Massimiliano Virgilio imbastisce con un’ironia caustica che fa da argine alla disperazione una trama in cui il realismo è contrappesato da momenti speculativi, dove la solitudine di una casa vuota (“quando è che può definirsi arredata?” si chiede il protagonista) diventa il trampolino di lancio per dialoghi impossibili con i propri miti letterari: dal giovane Holden di Salinger, Arturo Bandini di John Fante, a Martin Eden di Jack London. Insomma, una brillante commistione di autofiction, (genere d’elezione per la narrativa contemporanea) e romanzo di formazione tenuta costantemente in bilico tra due dei temi prediletti dall’autore; la banalità del quotidiano e la morte. In altre parole, riprendendo il titolo: “Arredo casa”, vale a dire, appago il desiderio di messa in ordine della mia vita, e poi però “m’impicco”, ponendo fine a questa inutile sarabanda.

La seconda parte del romanzo vede Michele alle prese con un ex regista, l’italoamericano Daniel J. Russo, che negli anni ’60 si è arricchito col porno e ora, redento, progetta un film su padre Pio dal titolo “Devozione”. Il protagonista per alleggerire la pressione della rata mensile, accetta di scriverne la sceneggiatura e per svolgere le ricerche si reca sia a Pietrelcina che a San Giovanni Rotondo. Qui l’ironia della prima parte prende una virata picaresca e scanzonata con qualche incursione tra il grottesco e l’esistenziale, prima di evolvere ancora nel finale, su cui però sorvoliamo per non rovinare la sorpresa.
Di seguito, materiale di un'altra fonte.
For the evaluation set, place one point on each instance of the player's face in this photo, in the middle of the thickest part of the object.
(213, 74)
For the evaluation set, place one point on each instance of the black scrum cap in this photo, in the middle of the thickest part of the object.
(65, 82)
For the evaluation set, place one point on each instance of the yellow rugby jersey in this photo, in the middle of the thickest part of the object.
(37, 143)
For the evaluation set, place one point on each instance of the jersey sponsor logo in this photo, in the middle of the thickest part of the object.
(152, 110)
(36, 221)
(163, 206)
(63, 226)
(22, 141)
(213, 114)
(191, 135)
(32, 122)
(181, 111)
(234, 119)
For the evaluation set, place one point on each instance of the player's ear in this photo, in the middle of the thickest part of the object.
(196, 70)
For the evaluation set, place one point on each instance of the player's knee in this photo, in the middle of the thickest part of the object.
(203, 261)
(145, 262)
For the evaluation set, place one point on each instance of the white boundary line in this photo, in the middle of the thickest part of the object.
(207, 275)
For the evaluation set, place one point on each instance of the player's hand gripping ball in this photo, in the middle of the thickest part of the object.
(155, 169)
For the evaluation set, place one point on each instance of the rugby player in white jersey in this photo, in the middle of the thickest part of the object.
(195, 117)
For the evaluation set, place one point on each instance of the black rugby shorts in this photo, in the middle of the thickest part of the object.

Nel corso della lunga intervista che Virgilio ci ha concesso, peraltro proprio nella casa protagonista del suo romanzo, l’autore ci ha raccontato le sue passioni, i progetti futuri e la sua personale idea di scrittura: “Per me la letteratura è metodo, non ha tanto a che vedere con una capacità inventiva costante, quanto con la disposizione a ritrattare, rimodulare continuamente una stessa idea, prima ancora di farla leggere al tuo editor o a un amico. Per me questo occupa il 90% del tempo”. Poi passa a spiegarci come si destreggia tra radio, teatro e letteratura: “Io scrivo drammaturgie con un programma con cui in America si realizzano le sceneggiature: voglio dire, la mia è una ricerca continua di incastri, coincidenze, possibili ibridazioni tra i linguaggi. Non sono un conservatore, mi piace mescolare stili differenti per cercare di tirarne fuori qualcosa di nuovo, di contemporaneo”. In conclusione ci racconta dei suoi film preferiti e soprattutto di serie tv: “Ho molto amato ‘Nebraska’ di Alexander Payne, e naturalmente sono un grande fan di ‘Breaking bad’, e ‘Six feet under’.